Saya membayangkan, jika budaya apresiasi seperti ini tumbuh di setiap sekolah di Indonesia, akan lahir ribuan bahkan jutaan guru yang semakin percaya diri untuk berinovasi. Mereka tidak lagi bekerja sekadar memenuhi kewajiban, tetapi terdorong oleh panggilan hati untuk memberikan layanan pendidikan terbaik bagi setiap anak bangsa. Dari ruang-ruang kelas yang dipenuhi guru-guru seperti itulah akan lahir generasi yang mencintai tanah air, menghargai keberagaman, berpikir kritis, bekerja keras, dan siap menghadapi tantangan masa depan. Makna inilah yang saya tangkap dari tema "Dari Ruang Kelas Mewujudkan Indonesia yang Berdaulat, Adil, dan Makmur." Kedaulatan bangsa tidak hanya dibangun melalui kekuatan ekonomi atau teknologi, tetapi juga melalui kualitas manusia yang dibentuk oleh pendidikan. Keadilan terwujud ketika setiap guru memperoleh kesempatan untuk berkembang dan setiap peserta didik mendapatkan layanan pendidikan terbaik tanpa membedakan latar belakangnya. Kemakmuran akan menjadi kenyataan apabila sekolah berhasil melahirkan sumber daya manusia yang unggul, berkarakter, dan mampu memberikan kontribusi nyata bagi masyarakat.

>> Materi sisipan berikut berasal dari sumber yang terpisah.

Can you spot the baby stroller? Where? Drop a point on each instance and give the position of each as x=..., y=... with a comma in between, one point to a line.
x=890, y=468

Sebagai kepala sekolah yang masih berada pada awal perjalanan kepemimpinan, saya tidak mengklaim telah menghasilkan perubahan besar. Namun, saya percaya bahwa setiap langkah kecil yang dilakukan dengan niat baik akan memberikan dampak yang berarti. Senyum guru yang merasa dihargai, semangat untuk terus belajar, budaya saling mendukung, dan meningkatnya komitmen dalam memberikan pembelajaran terbaik merupakan modal yang sangat berharga untuk membangun sekolah yang berkualitas. Peringatan HUT ke-81 Kemerdekaan Republik Indonesia menjadi pengingat bahwa perjuangan belum selesai. Dahulu para pahlawan memperjuangkan kemerdekaan dengan keberanian dan pengorbanan. Hari ini, perjuangan itu kita lanjutkan melalui pendidikan. Guru menjadi pejuang di ruang kelas. Kepala sekolah menjadi penggerak perubahan. Dan sekolah menjadi tempat lahirnya generasi yang akan menentukan arah masa depan bangsa. Saya percaya, ketika kepemimpinan guru tumbuh, budaya apresiasi mengakar, dan seluruh warga sekolah bergerak bersama, maka ruang kelas tidak hanya menjadi tempat belajar. Ruang kelas akan menjadi tempat lahirnya pemimpin-pemimpin masa depan yang mampu menjaga kedaulatan bangsa, mewujudkan keadilan sosial, serta menghadirkan kemakmuran bagi Indonesia. Karena pada akhirnya, membangun Indonesia yang berdaulat, adil, dan makmur tidak selalu dimulai dari langkah yang besar. Semua berawal dari seorang guru yang mengajar dengan sepenuh hati, seorang kepala sekolah yang menghargai setiap dedikasi, dan sebuah ruang kelas yang setiap hari menyalakan harapan bagi masa depan bangsa.